Que penser des organisations professionnelles traditionnelles ? (dites représentatives)
septembre 11, 2009 at 3:26 Laisser un commentaire
Véritable désaveu pour celles qui prétendent les représenter, une majorité des Artisans est déçue par les Organisations Professionnelles. Institutionnalisées, elles ont mis en place DES SYSTEMES DE GESTION OBSCURE, services de santé du travail, caisses de congés payés, formations, séminaires bidon. ELLES ne défendent plus les ARTISANS Ses principaux dirigeants ne partagent plus aucune des valeurs fondamentales auxquelles les artisans sont attachés.
On sait par exemple que l’UPA n’est représentative qu’à cause de la défection du MEDEF et la CGPME
Cette organisation qui siège dans les organismes paritaires n’ont pas grâce à la sortie des urnes mais grâce à la sortie du MEDEF qui avait pratiqué la politique de la chaise vide des organismes paritaires lors de la mise en place des 35 heures par Martine AUBRY. Désignée avec la bénédiction d’Elisabeth GUIGOU alors Ministre de l’emploi et de la Solidarité de 2000 à 2002
Certaines organisations qui n’ont rien de commun avec l’artisanat exploitent les artisans en sous-traitance et ne veulent surtout pas d’un artisanat qui s’exprime LIBREMENT, leurs représentants sont préoccupés d’avantage d’un fauteuil d’élu, que de nos inquiétudes, souvent main dans la main avec les syndicats et les pouvoirs publics elles signent des conventions sur le dos des entreprises artisanales. Et vont jusqu’à proposer le partage des maigres profits de l’artisan avec les salariés.
CES ORGANISATIONS ONT LIVREES nos Chambres de Métiers aux ordres DE L’ADMINISTRATION, avalisées l’inflation des réglementations administratives qui entravent nos libertés d’entrepreneurs, bradé nos retraites, et souscrit à la création du RSI qui est en train d’étrangler purement et simplement les artisans, et bien qu’elles s’en défendent, cautionnées des textes iniques LOI DE MODERNISATION DE L’ECONOMIE ou celle prétendue < RENOVATION DE LA DEMOCRATIE SOCIALE > pour faire de l’artisanat un syndicalisme d’Etat et faire entrer l’artisan dans un moule unique aux ordres au mépris de son indépendance. FAISANT FI DE ses difficultés réelles.
Toujours avec de bonnes raisons sous prétexte d’unE pseudo solidarité nationale elles soutiennent les hausses des taxes Parafiscales et celles des cotisations sociales, qui engagent vous et vos salariés, sans jamais, vous consulter.

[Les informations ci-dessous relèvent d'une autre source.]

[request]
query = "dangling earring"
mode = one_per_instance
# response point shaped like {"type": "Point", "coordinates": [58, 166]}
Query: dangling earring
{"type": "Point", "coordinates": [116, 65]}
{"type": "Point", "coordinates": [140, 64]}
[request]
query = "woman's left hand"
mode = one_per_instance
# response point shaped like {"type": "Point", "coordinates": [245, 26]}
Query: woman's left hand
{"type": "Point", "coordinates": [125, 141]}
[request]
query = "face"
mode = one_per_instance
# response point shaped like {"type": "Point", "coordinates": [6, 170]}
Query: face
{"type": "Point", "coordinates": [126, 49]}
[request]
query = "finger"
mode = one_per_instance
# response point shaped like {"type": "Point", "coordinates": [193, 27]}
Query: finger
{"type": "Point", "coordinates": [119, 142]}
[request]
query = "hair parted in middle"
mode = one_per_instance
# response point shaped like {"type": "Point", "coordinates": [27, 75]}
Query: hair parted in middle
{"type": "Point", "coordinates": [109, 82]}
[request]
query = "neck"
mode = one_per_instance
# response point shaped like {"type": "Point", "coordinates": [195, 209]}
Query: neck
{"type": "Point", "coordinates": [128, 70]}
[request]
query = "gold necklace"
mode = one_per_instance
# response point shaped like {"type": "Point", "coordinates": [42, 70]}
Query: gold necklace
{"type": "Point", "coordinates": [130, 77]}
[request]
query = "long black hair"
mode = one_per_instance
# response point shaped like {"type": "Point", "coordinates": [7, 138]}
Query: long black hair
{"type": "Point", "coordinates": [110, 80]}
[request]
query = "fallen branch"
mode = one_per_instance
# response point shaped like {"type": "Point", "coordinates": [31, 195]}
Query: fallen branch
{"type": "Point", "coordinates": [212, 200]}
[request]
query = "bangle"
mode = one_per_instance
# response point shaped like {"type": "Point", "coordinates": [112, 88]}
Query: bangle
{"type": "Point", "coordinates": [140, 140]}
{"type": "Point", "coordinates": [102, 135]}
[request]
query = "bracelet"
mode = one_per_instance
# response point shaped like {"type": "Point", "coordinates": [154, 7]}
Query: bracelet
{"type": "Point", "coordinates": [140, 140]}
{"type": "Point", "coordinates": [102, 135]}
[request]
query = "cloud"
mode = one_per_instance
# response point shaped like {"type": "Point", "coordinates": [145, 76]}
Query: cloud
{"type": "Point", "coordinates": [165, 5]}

Aucun entrepreneur n’est contre un prélèvement contributif mais à condition qu’il soit supportable et supportés de manière égalitaires pour tous. Pour l’immense majorité d’entre nous, l’entrepreneur doit pouvoir diriger son entreprise librement comme il l’entend, il ne veut plus servir le temps d’un vote de marche pieds aux organisations professionnelles, ni de faire valoir aux pouvoirs publics, Il veut rester libre, maître de son destin et de son avenir. L’ENTREPRENEUR ne veut plus qu’on décide pour lui par procuration, à travers d’organisations, dont trop souvent, il ne se reconnaît PAS ou pLUS !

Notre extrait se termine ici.